Pope Francis has said Catholics don't have to produce children "like rabbits", instead practice "responsible parenting".
"Catholics don't have to produce children like rabbits"
The pope gave an example of a woman he met who was pregnant with her eighth child after seven cesarean sections
The pontiff speaking to reporters aboard his plane en route Rome from the Philippineson Monday.
He said there are plenty of church-approved ways to regulate births but most importantly, no outside institution should impose its views on regulating family size, blasting what he called the "ideological colonisation" of the developing world.
"Every people deserves to conserve its identity without being ideologically colonised," the pontiff said.
On the trip, he gave his strongest defense yet of the 1968 encyclical Humanae Vitae, which enshrined the church's opposition to artificial birth control.

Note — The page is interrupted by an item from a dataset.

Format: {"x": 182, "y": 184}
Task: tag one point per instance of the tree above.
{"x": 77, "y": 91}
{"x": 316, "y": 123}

He warned against "insidious attacks" against the family - a reference to gay marriage proposals - echoing language often used by overwhelmingly conservative US bishops.
At the same time, however, he said it's not true that to be a good Catholic "you have to be like rabbits".
On the contrary, he said "responsible parenthood" requires that couples regulate the births of their children, as church teaching allows.
The pope gave an example of a woman he met who was pregnant with her eighth child after seven cesarean sections.
"That is an irresponsibility!" he said. The woman might argue that she should trust in God. "But God gives you methods to be responsible," he said.
He said there are many "licit" ways of regulating births that are approved by the church, an apparent reference to the Natural Family Planning method of monitoring a woman's cycle to avoid intercourse when she is ovulating.